Beam Therapeutics announced it has agreed with the FDA on an accelerated approval pathway for BEAM-302 in alpha-1 antitrypsin deficiency (AATD). Positive early results were seen in a Phase I/II trial in March 2025 showing genetic correction in this rare disease. The approval pathway will use AAT biomarkers evaluated over 12 months, and Beam plans to enroll about 50 more patients at an optimal dose level.

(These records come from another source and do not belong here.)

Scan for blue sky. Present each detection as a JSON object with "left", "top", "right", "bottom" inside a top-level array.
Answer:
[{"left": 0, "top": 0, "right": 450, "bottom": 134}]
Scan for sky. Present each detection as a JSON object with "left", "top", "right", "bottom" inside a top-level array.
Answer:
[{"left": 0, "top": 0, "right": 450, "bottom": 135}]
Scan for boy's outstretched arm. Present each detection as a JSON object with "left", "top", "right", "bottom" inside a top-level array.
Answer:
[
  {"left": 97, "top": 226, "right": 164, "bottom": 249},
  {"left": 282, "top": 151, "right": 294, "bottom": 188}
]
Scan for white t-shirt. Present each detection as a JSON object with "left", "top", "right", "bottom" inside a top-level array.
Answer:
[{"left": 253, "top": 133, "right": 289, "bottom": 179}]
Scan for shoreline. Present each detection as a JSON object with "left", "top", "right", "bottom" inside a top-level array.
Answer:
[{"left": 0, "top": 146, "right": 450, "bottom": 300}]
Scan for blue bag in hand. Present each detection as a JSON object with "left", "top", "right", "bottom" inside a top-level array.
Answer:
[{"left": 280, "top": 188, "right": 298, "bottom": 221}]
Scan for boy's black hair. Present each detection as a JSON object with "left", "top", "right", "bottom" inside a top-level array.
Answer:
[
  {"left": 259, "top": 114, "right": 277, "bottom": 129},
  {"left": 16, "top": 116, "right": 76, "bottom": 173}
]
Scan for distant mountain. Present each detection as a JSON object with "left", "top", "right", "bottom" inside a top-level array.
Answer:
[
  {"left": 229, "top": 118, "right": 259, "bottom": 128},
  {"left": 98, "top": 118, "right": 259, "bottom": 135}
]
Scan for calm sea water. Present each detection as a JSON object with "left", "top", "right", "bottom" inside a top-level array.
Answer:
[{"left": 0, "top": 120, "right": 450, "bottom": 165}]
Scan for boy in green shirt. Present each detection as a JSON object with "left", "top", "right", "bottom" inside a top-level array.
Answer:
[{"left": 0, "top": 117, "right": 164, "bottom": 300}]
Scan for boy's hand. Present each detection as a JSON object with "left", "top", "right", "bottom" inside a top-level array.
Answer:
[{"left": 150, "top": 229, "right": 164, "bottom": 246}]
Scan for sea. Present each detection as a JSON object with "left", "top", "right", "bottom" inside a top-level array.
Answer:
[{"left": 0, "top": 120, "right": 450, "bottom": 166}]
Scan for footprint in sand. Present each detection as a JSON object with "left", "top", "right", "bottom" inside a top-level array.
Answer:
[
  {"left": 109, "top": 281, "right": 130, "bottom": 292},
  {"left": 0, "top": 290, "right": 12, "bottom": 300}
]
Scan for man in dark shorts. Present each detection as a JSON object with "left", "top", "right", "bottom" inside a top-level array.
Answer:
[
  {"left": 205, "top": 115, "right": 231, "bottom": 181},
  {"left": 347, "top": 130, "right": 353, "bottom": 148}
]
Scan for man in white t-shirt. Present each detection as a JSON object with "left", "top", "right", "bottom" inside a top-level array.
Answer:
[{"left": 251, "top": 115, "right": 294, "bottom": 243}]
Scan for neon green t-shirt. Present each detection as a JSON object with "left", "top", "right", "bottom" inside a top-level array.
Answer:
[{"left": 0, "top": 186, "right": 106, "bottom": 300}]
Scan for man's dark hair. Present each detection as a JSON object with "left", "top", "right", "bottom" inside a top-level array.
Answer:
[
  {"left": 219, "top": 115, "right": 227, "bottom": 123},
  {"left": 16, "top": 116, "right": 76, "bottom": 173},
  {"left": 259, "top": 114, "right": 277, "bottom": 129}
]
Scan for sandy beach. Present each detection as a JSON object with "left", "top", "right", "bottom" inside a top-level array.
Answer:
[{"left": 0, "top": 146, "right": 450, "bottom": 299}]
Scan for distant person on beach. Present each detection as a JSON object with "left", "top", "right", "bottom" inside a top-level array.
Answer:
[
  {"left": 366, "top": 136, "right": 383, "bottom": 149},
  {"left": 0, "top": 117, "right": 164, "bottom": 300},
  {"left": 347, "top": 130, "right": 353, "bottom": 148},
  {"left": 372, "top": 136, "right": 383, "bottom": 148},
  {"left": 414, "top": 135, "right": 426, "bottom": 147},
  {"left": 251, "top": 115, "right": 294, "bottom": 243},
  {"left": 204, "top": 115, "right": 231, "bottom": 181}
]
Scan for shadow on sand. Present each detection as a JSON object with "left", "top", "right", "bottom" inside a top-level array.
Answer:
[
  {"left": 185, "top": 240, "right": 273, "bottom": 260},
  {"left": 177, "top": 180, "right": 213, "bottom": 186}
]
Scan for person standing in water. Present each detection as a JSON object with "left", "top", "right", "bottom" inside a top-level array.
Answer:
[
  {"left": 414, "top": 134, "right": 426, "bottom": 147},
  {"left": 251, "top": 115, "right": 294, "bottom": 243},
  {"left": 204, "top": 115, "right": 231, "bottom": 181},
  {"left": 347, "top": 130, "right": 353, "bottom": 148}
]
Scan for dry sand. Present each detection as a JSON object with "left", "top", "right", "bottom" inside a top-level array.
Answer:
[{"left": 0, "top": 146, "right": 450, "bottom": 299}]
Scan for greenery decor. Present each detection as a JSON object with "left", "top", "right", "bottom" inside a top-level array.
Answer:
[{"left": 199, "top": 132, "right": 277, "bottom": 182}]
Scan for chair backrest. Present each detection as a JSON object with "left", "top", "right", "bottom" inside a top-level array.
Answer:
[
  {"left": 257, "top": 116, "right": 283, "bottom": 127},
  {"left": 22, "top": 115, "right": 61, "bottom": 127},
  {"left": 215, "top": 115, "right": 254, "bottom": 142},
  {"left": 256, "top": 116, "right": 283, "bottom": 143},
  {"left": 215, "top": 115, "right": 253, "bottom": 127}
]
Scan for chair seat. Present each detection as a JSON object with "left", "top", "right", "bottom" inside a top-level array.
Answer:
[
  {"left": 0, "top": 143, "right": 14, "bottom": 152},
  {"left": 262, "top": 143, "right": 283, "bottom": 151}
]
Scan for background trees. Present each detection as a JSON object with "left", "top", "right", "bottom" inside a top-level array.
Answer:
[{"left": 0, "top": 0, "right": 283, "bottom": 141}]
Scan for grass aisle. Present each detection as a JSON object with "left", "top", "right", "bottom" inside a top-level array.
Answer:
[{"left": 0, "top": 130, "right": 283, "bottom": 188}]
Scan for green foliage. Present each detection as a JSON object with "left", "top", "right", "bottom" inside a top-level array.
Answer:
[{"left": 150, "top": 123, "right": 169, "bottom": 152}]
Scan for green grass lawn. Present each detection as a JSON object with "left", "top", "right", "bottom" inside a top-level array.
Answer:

H.C. Wainwright analysts commented: “We believe this defined regulatory path for BEAM-302 significantly de-risks development.” Beam also expects to file for approval of risto-cel—its cell therapy for sickle cell disease—by late 2026.
Cabaletta Bio has reached agreement with the FDA on new registrational cohort designs using single-arm cohorts for its CD19 CAR T cell therapy rese-cel in systemic lupus erythematosus (SLE) and lupus nephritis (LN). Each cohort will include about 25 patients. The company launched similar cohorts in dermatomyositis and antisynthetase syndrome last December.
William Blair analysts noted: “In our view, Cabaletta continues to execute on advancing rese-cel in multiple indications, as highlighted by the initiation” of this registrational trial.
Cabaletta expects full Phase I/II data from rese-cel studies in SLE, systemic sclerosis (SSc), and myasthenia gravis (MG) by mid-2026.
PTC Therapeutics had both setbacks and successes last year: winning approval for Sephience for phenylketonuria but receiving an FDA rejection for vatiquinone targeting Friedreich’s ataxia due to insufficient evidence of efficacy.
Ahead of CEO Matthew Klein’s presentation at JPM26, PTC reported aligning with the FDA on designing a global Phase III trial for votoplam in Huntington’s disease—a condition where treatment options remain limited—and indicated possible openness from regulators toward accelerated approval given unmet needs.
William Blair analysts said they “view alignment with the FDA on the trial design for votoplam in Hungtinton’s [sic] disease as positive, and look forward to the company sharing additional details regarding the trial’s design and what endpoints could be used to support accelerated approval.”
BridgeBio recorded $146 million revenue growth—a 35% increase quarter-on-quarter—for its ATTR-CM drug Attruby during Q4 2025 according to Truist Securities. On regulatory matters, BridgeBio reported two end-of-Phase II meetings with regulators regarding encaleret (chronic hypoparathyroidism) and ribitol (limb girdle muscular dystrophy type 2I/R9). For ribitol specifically, BridgeBio suggested that interim functional data supported pursuing traditional full approval based on discussions with regulators; new drug applications are expected by mid-2026.